We will now explain why the protection of files against Wannacry is still so poor and how you can protect yourself. To start with, experts say that millions of devices are still vulnerable to perfidious attacks and antivirus does not help.
Wannacry Cryptolocker — no end in sight
May 2017 is probably still remembered by IT experts and security researchers worldwide. It was the birth month of Wannacry — nasty ransomware that crippled systems across the globe faster than most could say “IT security.” From Deutsche Bahn to the British health service to Renault’s corporate headquarters in France, the number of victims was about as big as their names. Today, two years later, one would think that the extortion malware should no longer pose a threat. The opposite is the case. According to experts, millions of devices are still vulnerable and could become infected at virtually any time. Why is that the case? Because several million private customers and entrepreneurs are still using outdated operating systems.
Entry gates for Wannacry are still wide open
Not only Wannacry, but also successors such as Petya exploit small vulnerabilities and security holes in older operating systems to gain access to devices and servers. According to security researcher Nate Warfield, at least 1.7 million devices or users are currently vulnerable to such download attacks. And the number of unreported cases is probably many times higher. The use of outdated systems is particularly dangerous when the corresponding devices are connected to the Internet.

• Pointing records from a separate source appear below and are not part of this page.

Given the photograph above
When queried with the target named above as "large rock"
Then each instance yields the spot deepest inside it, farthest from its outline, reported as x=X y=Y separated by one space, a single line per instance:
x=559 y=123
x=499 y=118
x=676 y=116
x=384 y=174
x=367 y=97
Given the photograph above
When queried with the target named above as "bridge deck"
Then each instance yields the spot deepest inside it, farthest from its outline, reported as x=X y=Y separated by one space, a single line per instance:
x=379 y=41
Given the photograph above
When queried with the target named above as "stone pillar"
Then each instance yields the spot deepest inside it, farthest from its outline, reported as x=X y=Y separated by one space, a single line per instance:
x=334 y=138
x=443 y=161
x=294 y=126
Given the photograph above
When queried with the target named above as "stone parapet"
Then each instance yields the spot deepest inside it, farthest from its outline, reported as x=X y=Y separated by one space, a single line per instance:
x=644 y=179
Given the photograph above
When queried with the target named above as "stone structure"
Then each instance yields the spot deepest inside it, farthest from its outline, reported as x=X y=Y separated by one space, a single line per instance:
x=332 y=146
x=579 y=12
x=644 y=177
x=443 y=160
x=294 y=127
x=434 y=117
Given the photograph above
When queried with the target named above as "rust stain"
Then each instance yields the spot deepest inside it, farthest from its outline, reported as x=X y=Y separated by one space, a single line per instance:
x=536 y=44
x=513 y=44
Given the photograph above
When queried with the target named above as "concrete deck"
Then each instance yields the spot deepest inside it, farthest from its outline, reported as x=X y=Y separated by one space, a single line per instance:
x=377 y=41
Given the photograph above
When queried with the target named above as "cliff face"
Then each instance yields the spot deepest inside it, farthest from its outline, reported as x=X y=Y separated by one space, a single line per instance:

And this is probably also the case for the very last Windows XP user.
Inadequate security architectures in many companies
According to Eicar, the fact that the Cryptolocker is no longer active is, of course, immensely reassuring. Unfortunately, however, it does not change the fact that IT security on countless devices around the world is in a very poor state and needs a tester. And where Wannacry comes in, there is just as likely to be a related one that is not asleep, but active. The problem surrounding the inadequate protection of many IT systems is complex. On the one hand, of course, every private user and every entrepreneur is obliged to take appropriate measures or to initiate them. Hiring a professional service provider to check the status quo of IT security and then optimize it is often the fastest and best solution.
So much for what everyone can do themselves. But there are also problems in other areas. About 40 percent of all warnings of cyber attacks cannot be followed up. Simply because there is a lack of personnel for tests. And the fact that attacks are becoming increasingly complex and opaque definitely doesn’t make it any better.